1. EXECUTORS-ALLOWANCES-EXPENSES.

Where an executor conducts fruitless suits, he will not be allowed the expense thereof, though they were brought under advice of counsel. 2. SAME LIABILITY FOR INTEREST.

An executor who mingled the funds of the estate with his own, but acted honestly and in good faith, will be surcharged with interest on such sums as have remained in his hands at the rate of 4 per cent., with annual rests.

In the matter of the estate of William Stanton, deceased. Proceedings on the settlement of the accounts of the administrator. Decree rendered.

Frank E. McDuffee, for executor.

S. Edgar Reynolds, for Camile G. Mooney, guardian of Stanton G. Mooney, an infant.

M. A. Tierney, for William A. Sherman, general guardian of Stanton Sherman, an infant.

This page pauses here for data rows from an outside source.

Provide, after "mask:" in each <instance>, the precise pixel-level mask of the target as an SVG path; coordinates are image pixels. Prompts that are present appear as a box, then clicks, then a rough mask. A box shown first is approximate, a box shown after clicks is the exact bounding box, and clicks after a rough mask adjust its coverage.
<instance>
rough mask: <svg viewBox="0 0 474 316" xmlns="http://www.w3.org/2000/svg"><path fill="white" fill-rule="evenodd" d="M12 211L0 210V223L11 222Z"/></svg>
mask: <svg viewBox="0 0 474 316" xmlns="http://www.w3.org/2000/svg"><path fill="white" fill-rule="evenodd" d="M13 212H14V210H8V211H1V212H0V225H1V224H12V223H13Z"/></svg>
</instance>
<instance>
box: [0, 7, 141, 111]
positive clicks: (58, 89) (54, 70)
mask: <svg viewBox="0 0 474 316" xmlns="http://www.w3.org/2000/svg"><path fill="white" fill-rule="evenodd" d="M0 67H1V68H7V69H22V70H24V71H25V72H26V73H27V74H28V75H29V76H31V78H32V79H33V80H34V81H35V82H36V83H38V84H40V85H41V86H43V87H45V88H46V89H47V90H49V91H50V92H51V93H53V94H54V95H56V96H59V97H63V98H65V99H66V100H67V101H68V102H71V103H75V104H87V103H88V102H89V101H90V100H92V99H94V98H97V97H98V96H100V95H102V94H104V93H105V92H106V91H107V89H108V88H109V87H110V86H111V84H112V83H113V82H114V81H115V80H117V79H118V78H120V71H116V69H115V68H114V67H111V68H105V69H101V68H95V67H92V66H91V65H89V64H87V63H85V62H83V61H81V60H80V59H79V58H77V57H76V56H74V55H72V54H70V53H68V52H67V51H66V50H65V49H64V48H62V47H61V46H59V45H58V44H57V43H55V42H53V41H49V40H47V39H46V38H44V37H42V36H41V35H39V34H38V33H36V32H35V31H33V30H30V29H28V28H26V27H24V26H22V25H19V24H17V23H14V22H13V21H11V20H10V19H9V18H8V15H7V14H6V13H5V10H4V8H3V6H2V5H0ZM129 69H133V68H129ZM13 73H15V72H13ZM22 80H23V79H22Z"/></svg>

HEATON, S. On the 17th day of April, 1902, William A. Sherman, general guardian of Stanton Sherman, an infant residuary legatee named in the will of William Stanton, deceased, filed a petition asking that John S. Barry, as executor of the will of said William Stanton, be cited to show cause why he should not pay the legacy due said infant and render an account of his proceedings. Thereafter such proceedings were had that said executor filed his account for judicial settlement, and a citation was issued to all proper parties to attend such settlement. Objections were filed on behalf of two infant residuary legatees, and such objections have been tried. William Stanton died in December, 1893, and his will was probated March 9, 1894, when letters testamentary were issued to John S. Barry, executor therein named. The estate consisted of a farm, of which the executor was given power of sale, a few hundred dollars in bank, and about $1,200 worth of stock, implements, etc.; and yet, after nearly 10 years had elapsed, the two infant residuary legatees had to force. an accounting from the executor. So long a delay in the settlement and distribution of an estate left by a testator, free from complications, calls for the unqualified disapproval of the surrogate. The account, when filed, showed total receipts of $4,417.02, nearly all of which was received within six months of the appointment of the executor, and yet the account shows a charge of only $17.45 for interest received. From the oral examination of the executor, it appears that he did not keep, or at least was not able to produce, any written account for his receipts and disbursements on account of the estate; and, further, that he kept no separate bank account of the funds of the estate, but mingled them with his own. While Mr. Barry may have accounted for every cent of the estate money that he received, yet his failure to keep an accurate book account and a special bank

11. See Executors and Administrators, vol. 22, Cent. Dig. § 448.